Crossing your chopsticks on the bowl or the table is also considered disrespectful for the same reason. Also, while holding the chopsticks in your hand, you should never make gestures. Even though grappling with chopsticks can be tough, try to avoid making the mistake of jabbing the chopsticks into the bowl of rice as it is a sign of death.

2. Covering yourself up from the sun and wearing full-body suits to the beach.

In China, it is believed the whiter the skin, the higher will be your social status as it is the ultimate sign of beauty. This started from back then when laborers would work in the field, and the upper class would avoid the sun. This is the reason why you will see people in China using umbrellas when sunny.

Having paler skin is what the Chinese people desire, and people there can go to extreme lengths to achieve whiter skin. The locals there use Facekini i.e. a full-body suit on the beach as it protects their skin from the sun and also from jellyfish stings.

3. Spitting loudly in public is common.

The first thing you will notice after arriving in China is that the locals spit in public places. Spitting in public might seem rude and offensive in western countries, but it’s ordinary in China. Indeed, in China, it is related to Traditional Chinese Medicine. According to TCM, phlegm is a toxin that needs to be removed from the body. So, spitting the phlegm out is a healthy thing to do, and people there view spitting as a cleansing action similar to sweating.

Though China is trying to curb this disgusting habit, spitting seems to be etched its way into the Chinese culture for the long haul.

4. Pointing can seem to be rude in China

Pointing in different cultures around the world and pointing with a single finger throughout China is considered quite impolite. Instead, you can use your entire hand to point. In China, when you want to communicate or call someone using all your fingers and making an up and down wave is acceptable. Chinese consider finger-pointing rude as it is interpreted as that you despise them.

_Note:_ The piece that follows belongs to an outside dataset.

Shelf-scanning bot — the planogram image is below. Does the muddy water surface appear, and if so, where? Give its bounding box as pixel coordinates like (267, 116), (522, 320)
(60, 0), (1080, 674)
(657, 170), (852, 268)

However, do not get offended when Chinese people point at different things like cars, buildings, etc. using the middle finger. It’s a familiar gesture used there, and it does not mean anything contrary to what it means for the western people.

5. Burping is a sign of gratitude

In China, the host can tell that you loved the meal when you’ve made a mess over your table, and if you leave a bit of food on the plate, it shows you are full and had enough to eat. But, it’s impolite to leave any rice in your bowl. Burping is another way of complimenting the chef on the food and isn’t considered rude as in the western countries. So don’t be startled if it happens at the dinner table.

6. Police at times use geese instead of guard dogs

Police at times use geese instead of guard dogs

Don’t be astonished if you see geese standing as a guard in police stations in China. In rural places like China’s Xinjiang province, flocks of geese are used by law enforcement instead of guard dogs.

According to Chinese authorities, they have fantastic hearing, sharp vision, aggressive, and extremely loud, which is why they’re used as a replacement for guard dogs. In a recent report, which took place in China, one flock of police geese reportedly managed to scare a man who had broken into the local police station to steal a motorbike.

7. Tipping can seem to be disrespectful

While tipping might be normal in some cultures, it is generally uncommon in China and can even be considered rude and insulting. Chinese workers take pride in doing their job well and getting paid. They don’t rely on tips or added incentives to make bulk wages, which seems to be embarrassing to them. In the worst-case scenario in China, leaving tips could make some people feel inferior as if they need additional charity for their living. Your generous gesture could be misinterpreted as a bribe.

Customs and traditions that may seem strange to you don’t necessarily mean they are wrong. These differences in culture may surprise you at first, but their intent matters, and wholeheartedly accepting their traditions is what living in China is truly about.